The Clark County School District (CCSD) is one of the largest in the nation. Despite defying the Nevada state constitution requiring a two-thirds vote to increase taxes, the legislature continued a sun-setting business tax to provide for raises and more funding. Yet due to a clerical error (and the irony of failing at math while paying for education), the school has a rather severe budget shortfall which required massive lay-offs of school safety deans. This has led to the rather typical cries for more funding because this is the first and last resort of all liberals that fails to address systematic issues that money can’t solve.
This article discusses CCSD but the same calls for taxes and spending happens all over the country. For example, when you read about policy proposals from the 20 smurfs running for president, notice how many of them talk about “investments” or “resources” for problems which is politician-speak for tax and spend.
In the matter of education, the most important factor in a child’s education has nothing to do with money but with the active involvement of the parents. The most important factor the government does control is the quality of teachers, and teachers’ unions often block meaningful measures.
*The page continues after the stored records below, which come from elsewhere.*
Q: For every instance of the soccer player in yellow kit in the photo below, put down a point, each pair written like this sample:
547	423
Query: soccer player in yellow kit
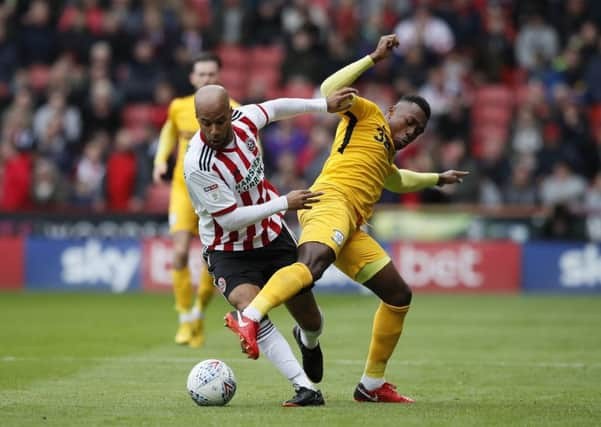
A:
180	126
360	165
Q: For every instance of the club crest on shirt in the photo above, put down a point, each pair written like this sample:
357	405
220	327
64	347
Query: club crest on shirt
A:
338	237
251	144
221	284
212	191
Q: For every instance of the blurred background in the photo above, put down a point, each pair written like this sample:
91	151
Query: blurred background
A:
515	91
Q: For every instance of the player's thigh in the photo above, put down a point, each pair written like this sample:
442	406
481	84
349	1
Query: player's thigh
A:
362	257
181	212
233	270
330	222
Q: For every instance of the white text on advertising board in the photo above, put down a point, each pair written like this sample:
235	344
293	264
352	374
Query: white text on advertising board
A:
447	268
580	267
92	265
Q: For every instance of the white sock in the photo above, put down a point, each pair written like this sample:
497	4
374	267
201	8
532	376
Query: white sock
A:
252	313
372	383
310	339
275	347
185	317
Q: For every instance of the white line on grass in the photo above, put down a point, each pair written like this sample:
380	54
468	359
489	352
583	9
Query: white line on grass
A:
499	364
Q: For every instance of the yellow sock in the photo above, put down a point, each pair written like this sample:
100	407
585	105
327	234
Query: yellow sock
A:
283	285
182	289
205	289
386	330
In New York, for example, they watered down a key test of teachers’ competency and in Nevada they have avoided meaningful teaching evaluations for the better part of a decade.
There are specific things CCSD can do with their multibillion-dollar budget that will free up hundreds of millions of dollars. The legislature repealed a reform this year that will end up paying union construction workers millions of dollars more per year on school projects. Sacramento, California school districts face bankruptcy even as unions strike for more money.
Outside audits of CCSD unsurprisingly reveal a turgid bureaucracy with department supervisors that often only have one employee. Streamlining the structure will save more money to avoid cuts to personnel. The district has many people that are called double dippers. These are people that retire, but because of personnel shortages they go back to work and thus receive a pension and a paycheck at the same time. This is using a short-term fix to make long-term over-spending problems.
These few things will free up literally millions of dollars per year to keep the deans on staff and provide student safety, higher quality teachers, or any number of worthy efforts with the extra money they have. Unions that protect ineffectual workers, union members that game the system for more money, an overstuffed and over-paid bureaucracy, strike for more pay, protecting useless and over-paid staff positions, and demanding more money for projects are pretty common around the country. And instead of addressing the costs that they are exploding, their first and last response is to get more money from taxpayers who continually pay more for less in education.